Hooper split up her set with suitable covers, inviting Pool back onstage for a duet, and singer Jack Colwell (from Jack Colwell & The Owls) up for a sexy duel of ‘Total Control’ by The Motels. Astrological break-up track ‘Dead Star’ worked better in the live setting than on the album, with its conventional pop backing rousing the eager crowd. Hooper described the song as being about “when you find someone, and you fall in love… but then you realise, they have no soul!” much to the audience’s delight. “It happens all the time”, she added.

Sexy hex number ’Häxan’ got the fans swooning as Hooper’s sensual vocals cooed gravelly over the organ-dominated soundscape, her drummer beating out lush electronica synths. As the song lyrics themselves suggest, it was this track that put the crowd “under a spell”.
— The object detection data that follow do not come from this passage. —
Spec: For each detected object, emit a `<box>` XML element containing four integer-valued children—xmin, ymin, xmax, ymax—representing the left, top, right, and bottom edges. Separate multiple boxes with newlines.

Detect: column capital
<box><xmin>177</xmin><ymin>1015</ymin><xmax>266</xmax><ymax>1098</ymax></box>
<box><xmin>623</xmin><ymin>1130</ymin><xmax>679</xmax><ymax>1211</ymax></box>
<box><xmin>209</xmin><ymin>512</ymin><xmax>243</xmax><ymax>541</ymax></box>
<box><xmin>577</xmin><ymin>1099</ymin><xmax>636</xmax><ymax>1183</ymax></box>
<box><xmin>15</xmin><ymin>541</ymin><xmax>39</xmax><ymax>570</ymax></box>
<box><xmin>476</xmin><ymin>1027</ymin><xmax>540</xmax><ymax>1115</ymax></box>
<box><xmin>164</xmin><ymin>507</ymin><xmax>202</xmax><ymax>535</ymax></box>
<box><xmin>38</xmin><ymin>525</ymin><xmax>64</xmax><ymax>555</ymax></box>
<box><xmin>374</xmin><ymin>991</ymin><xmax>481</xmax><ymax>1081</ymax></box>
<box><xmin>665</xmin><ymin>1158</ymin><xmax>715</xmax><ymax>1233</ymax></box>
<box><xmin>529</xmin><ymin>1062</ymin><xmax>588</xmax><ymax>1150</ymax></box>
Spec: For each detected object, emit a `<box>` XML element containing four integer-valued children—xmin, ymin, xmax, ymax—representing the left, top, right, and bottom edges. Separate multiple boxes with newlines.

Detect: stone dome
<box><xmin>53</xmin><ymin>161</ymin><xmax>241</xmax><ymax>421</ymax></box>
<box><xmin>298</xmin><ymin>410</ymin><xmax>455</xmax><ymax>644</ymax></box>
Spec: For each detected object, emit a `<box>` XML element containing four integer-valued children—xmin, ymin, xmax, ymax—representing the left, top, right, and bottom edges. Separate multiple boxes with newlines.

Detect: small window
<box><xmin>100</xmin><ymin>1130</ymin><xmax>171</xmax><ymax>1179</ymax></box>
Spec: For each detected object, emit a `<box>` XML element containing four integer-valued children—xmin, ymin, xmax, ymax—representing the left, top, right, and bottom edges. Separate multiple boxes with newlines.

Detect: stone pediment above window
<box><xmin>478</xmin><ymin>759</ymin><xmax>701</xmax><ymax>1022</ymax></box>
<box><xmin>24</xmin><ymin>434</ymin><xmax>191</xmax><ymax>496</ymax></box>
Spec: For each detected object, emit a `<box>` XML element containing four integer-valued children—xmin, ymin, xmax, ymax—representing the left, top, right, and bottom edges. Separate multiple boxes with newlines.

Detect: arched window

Small town ballad ‘Last Rites’ played right in the middle of the set. Hooper’s guitarist set a mellow, melancholy tone with his quivering fingerpicking sounds while Hooper mesmerised with her lullaby-lilt vocals. People shushed and shoved each other to keep quiet, feeling privileged to be so close to Ella as she explored such intimate musings. The title track ‘In Tongues’ went down well, with her raspy high-hitting vocals fittingly echoey in the small space and soaring angelically over the thick guitar/drum combo.

Unfortunately, Ella’s set had to be cut down dramatically due to time constraints, and album favourite ‘Low High’ and ‘Everything Was A Sign’ didn’t get played. Hooper ended her long-awaited gig with crowd favourite and early In Tongues single ‘The Red Shoes’, and live, the song had a much more upbeat tempo. Clearly in her element on stage, it was a shame to see Ella cut short at her own album launch. However, for the 40 minutes that she was on stage, Ella Hooper captivated the Ding Dong with her immersive storytelling and bubbly performance vigour.